0

Resources:JAVA, Selenium, TestNG, Maven

issue : I would like to validate a page which has pdf content only.

What I am able to assert as of now:

  1. After clicking button from parent page I am able to redirect and switch the windowHandle from parent window

  2. URL syntax is correct or not

  3. URL is giving us 200 HTTP status code or not

  4. Under DOM body this element is visible or not By.xpath("//*[@type='application/pdf']");

Note: My dev told me there are two kind of PDF (1) text based (2) Image based

I might have image based PDF that's why I am not able to read via PDFbox API (I guess).

Other API (PDFbox ) tried: below code is working with some other test PDF url but when I execute same code on my company PDF URL then I see "End of File error" , I tried to handle/google EOF error too but not got success.

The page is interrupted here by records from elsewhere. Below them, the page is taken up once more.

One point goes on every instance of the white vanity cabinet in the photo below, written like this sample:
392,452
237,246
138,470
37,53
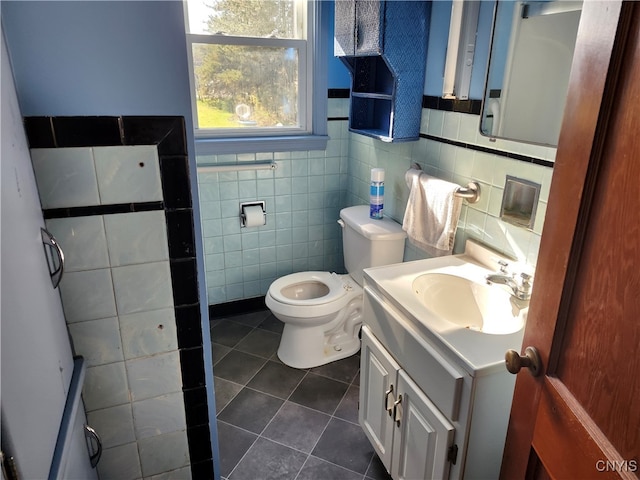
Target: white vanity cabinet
426,415
412,437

driver.get("http://www.axmag.com/download/pdfurl-guide.pdf");

String getURL = driver.getCurrentUrl();

PDDocument doc = null;

BufferedInputStream file = null;

String output = null;

URL urlOfPdf = new URL(getURL);

BufferedInputStream fileToParse = new BufferedInputStream(urlOfPdf.openStream());

PDDocument document = PDDocument.load(fileToParse);

output = new PDFTextStripper().getText(document);

Assert.assertTrue(output.contains("some text"));

http://www.testingdiaries.com/selenium-webdriver-read-pdf-content/

EOF error trace:

java.io.IOException: Error: End-of-File, expected line
    at org.apache.pdfbox.pdfparser.BaseParser.readLine(BaseParser.java:1124)
    at org.apache.pdfbox.pdfparser.COSParser.parseHeader(COSParser.java:2589)
    at org.apache.pdfbox.pdfparser.COSParser.parsePDFHeader(COSParser.java:2560)
    at org.apache.pdfbox.pdfparser.PDFParser.parse(PDFParser.java:219)
    at org.apache.pdfbox.pdmodel.PDDocument.load(PDDocument.java:1222)
    at org.apache.pdfbox.pdmodel.PDDocument.load(PDDocument.java:1122)
    at com.ecompany.tests.RunOcrTest.validatePdfRunSummary1(RunOcrTest.java:135)
    at java.base/jdk.internal.reflect.NativeMethodAccessorImpl.invoke0(Native Method)
    at java.base/jdk.internal.reflect.NativeMethodAccessorImpl.invoke(NativeMethodAccessorImpl.java:62)
    at java.base/jdk.internal.reflect.DelegatingMethodAccessorImpl.invoke(DelegatingMethodAccessorImpl.java:43)
    at java.base/java.lang.reflect.Method.invoke(Method.java:567)
    at org.testng.internal.MethodInvocationHelper.invokeMethod(MethodInvocationHelper.java:124)
    at org.testng.internal.Invoker.invokeMethod(Invoker.java:583)
    at org.testng.internal.Invoker.invokeTestMethod(Invoker.java:719)
    at org.testng.internal.Invoker.invokeTestMethods(Invoker.java:989)
    at org.testng.internal.TestMethodWorker.invokeTestMethods(TestMethodWorker.java:125)
    at org.testng.internal.TestMethodWorker.run(TestMethodWorker.java:109)
    at org.testng.TestRunner.privateRun(TestRunner.java:648)
    at org.testng.TestRunner.run(TestRunner.java:505)
    at org.testng.SuiteRunner.runTest(SuiteRunner.java:455)
    at org.testng.SuiteRunner.runSequentially(SuiteRunner.java:450)
    at org.testng.SuiteRunner.privateRun(SuiteRunner.java:415)
    at org.testng.SuiteRunner.run(SuiteRunner.java:364)
    at org.testng.SuiteRunnerWorker.runSuite(SuiteRunnerWorker.java:52)
    at org.testng.SuiteRunnerWorker.run(SuiteRunnerWorker.java:84)
    at org.testng.TestNG.runSuitesSequentially(TestNG.java:1208)
    at org.testng.TestNG.runSuitesLocally(TestNG.java:1137)
    at org.testng.TestNG.runSuites(TestNG.java:1049)
    at org.testng.TestNG.run(TestNG.java:1017)
    at org.testng.remote.AbstractRemoteTestNG.run(AbstractRemoteTestNG.java:115)
    at org.testng.remote.RemoteTestNG.initAndRun(RemoteTestNG.java:251)
    at org.testng.remote.RemoteTestNG.main(RemoteTestNG.java:77)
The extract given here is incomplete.